Regarding the prediction component and image analysis, it will be expanded in subsequent blog posts.

5. Summary

5.1. Easy and quick start for non-professional developers

Prophet is relatively easy to use, and it shields many statistical knowledge points of time series models.

5.2. Fast

Fast speed has two meanings, one is fast application, and the other is fast model fitting.

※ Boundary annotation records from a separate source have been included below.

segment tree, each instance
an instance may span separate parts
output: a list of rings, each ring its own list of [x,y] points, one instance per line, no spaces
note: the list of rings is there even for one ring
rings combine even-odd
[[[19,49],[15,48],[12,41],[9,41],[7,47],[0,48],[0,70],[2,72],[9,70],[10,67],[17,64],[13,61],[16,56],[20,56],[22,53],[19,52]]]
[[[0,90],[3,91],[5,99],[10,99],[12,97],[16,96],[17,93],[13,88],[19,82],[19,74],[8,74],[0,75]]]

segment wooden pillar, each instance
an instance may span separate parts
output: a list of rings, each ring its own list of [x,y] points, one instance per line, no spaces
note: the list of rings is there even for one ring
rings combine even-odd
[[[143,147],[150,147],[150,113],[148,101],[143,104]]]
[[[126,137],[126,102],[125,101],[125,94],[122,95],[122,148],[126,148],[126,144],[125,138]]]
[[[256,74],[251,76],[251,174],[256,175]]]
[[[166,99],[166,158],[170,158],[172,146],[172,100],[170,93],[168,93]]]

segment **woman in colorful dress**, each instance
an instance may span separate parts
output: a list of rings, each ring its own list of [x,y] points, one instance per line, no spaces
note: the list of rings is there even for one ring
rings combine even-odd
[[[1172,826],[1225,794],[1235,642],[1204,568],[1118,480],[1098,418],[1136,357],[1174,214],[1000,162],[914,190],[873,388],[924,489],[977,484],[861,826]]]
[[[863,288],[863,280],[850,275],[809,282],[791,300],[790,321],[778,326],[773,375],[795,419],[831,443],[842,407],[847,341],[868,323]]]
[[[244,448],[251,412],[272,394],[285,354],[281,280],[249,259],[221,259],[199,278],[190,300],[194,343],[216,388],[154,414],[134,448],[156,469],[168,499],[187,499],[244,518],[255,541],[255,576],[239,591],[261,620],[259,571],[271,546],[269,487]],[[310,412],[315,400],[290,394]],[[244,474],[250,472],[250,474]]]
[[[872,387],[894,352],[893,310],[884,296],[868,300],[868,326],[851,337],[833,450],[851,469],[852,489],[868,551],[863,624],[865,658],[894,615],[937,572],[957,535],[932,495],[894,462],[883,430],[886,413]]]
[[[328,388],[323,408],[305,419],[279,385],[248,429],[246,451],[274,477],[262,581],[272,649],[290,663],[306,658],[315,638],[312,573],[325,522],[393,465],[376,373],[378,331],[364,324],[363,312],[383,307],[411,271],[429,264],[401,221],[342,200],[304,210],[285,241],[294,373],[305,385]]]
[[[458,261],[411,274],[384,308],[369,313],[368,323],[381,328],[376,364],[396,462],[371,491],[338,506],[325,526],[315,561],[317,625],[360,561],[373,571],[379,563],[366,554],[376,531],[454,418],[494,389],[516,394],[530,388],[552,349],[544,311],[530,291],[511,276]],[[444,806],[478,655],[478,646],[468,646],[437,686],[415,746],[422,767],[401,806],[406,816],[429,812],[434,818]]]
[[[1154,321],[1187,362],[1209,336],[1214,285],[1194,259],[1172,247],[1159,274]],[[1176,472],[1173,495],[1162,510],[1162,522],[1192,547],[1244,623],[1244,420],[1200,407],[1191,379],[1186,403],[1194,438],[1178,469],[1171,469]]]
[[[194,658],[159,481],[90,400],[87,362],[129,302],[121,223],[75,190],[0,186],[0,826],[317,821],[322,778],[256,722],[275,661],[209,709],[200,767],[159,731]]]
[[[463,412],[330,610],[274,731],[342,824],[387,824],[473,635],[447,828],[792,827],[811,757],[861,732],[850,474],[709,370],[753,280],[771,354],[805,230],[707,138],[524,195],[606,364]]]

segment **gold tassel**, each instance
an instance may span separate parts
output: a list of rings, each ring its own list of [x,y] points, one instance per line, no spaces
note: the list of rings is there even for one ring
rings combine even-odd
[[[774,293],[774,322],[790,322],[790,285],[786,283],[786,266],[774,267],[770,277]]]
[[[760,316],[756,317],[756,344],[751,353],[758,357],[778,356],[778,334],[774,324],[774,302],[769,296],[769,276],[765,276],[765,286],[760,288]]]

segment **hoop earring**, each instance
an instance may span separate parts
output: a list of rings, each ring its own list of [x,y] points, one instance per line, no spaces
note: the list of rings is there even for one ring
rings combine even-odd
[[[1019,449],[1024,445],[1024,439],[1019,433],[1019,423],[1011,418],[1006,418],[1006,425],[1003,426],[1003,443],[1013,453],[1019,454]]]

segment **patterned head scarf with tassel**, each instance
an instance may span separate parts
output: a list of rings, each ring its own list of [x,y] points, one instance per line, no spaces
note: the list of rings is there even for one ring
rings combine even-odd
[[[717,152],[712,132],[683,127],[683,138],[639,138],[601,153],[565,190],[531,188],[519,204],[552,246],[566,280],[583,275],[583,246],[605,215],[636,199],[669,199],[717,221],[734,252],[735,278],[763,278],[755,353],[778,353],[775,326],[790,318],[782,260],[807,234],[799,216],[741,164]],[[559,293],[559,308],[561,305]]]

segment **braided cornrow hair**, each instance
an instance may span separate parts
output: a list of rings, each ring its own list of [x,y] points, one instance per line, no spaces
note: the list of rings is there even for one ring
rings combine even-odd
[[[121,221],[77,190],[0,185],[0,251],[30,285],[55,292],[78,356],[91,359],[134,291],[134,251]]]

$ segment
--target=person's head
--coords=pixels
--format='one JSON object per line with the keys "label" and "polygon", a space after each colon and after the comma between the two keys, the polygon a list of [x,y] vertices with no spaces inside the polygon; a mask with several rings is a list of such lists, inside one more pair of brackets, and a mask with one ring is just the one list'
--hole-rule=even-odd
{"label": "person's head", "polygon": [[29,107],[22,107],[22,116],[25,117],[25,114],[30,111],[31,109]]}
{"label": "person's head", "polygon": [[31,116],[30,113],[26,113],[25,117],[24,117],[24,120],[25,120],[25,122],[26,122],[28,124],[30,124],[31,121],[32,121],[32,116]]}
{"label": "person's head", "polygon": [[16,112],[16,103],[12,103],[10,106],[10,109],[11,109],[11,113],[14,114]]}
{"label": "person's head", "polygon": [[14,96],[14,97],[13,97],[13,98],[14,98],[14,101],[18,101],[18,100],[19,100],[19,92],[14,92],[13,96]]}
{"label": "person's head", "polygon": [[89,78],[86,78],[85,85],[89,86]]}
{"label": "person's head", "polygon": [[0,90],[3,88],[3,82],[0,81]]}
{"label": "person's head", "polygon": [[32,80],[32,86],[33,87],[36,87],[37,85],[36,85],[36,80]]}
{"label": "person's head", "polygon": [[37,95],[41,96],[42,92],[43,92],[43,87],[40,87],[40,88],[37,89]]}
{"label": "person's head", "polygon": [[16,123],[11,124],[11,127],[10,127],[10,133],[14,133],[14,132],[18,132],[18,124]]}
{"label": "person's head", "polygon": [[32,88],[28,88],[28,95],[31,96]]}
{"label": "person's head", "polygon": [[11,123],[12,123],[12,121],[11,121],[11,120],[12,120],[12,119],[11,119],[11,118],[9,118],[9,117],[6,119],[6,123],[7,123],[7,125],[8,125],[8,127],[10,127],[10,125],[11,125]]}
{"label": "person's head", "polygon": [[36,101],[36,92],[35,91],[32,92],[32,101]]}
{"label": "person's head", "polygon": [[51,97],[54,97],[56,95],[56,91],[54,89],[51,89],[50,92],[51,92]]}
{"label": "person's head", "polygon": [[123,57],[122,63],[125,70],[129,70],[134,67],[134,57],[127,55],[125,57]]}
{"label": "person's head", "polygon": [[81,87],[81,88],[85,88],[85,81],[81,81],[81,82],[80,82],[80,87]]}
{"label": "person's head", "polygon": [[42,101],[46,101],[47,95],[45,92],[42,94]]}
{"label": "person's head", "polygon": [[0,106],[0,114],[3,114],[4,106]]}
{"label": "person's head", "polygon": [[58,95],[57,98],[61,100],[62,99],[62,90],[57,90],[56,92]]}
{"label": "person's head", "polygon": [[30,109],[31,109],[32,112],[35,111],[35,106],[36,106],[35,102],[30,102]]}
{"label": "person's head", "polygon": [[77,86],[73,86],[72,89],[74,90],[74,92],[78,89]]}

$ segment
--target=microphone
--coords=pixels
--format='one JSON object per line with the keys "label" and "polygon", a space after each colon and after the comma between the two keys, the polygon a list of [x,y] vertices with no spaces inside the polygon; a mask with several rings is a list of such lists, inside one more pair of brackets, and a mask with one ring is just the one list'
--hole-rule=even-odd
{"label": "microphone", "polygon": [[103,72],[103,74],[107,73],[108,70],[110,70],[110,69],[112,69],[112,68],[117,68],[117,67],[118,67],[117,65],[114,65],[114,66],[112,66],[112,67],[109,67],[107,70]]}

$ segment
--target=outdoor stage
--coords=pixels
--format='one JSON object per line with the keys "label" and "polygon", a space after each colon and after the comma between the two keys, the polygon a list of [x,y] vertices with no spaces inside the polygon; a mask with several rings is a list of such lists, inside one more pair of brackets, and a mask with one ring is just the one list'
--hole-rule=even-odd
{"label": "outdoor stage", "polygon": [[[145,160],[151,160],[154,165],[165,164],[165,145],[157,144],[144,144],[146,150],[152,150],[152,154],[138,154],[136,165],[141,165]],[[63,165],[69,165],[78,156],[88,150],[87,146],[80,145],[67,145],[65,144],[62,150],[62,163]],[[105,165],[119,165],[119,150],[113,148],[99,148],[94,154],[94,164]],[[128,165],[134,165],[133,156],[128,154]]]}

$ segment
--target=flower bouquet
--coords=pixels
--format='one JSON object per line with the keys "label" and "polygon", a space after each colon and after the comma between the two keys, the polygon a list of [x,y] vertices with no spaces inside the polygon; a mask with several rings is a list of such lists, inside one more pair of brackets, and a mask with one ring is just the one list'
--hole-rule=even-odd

5.3. Comparison of ARMA in Prophet and statsmodels

Both Prophet and statsmodels are tools for time series forecasting, but their design ideas are slightly different. Prophet is a prediction method based on an additive model, while statsmodels is a more general time series analysis library that provides a variety of modeling methods, including ARMA, ARIMA, VAR, etc. Here are some comparisons between them:

  1. Applicability: Prophet is designed to solve time series problems in business and social needs, such as sales forecasting, weather forecasting, etc. And statsmodels is a more general time series analysis tool, suitable for a wide range of statistical analysis problems.

  2. Accuracy: Prophet is designed so that it can generate accurate predictions in a short amount of time. In contrast, statsmodels may require more parameter tuning and model testing to generate accurate predictions.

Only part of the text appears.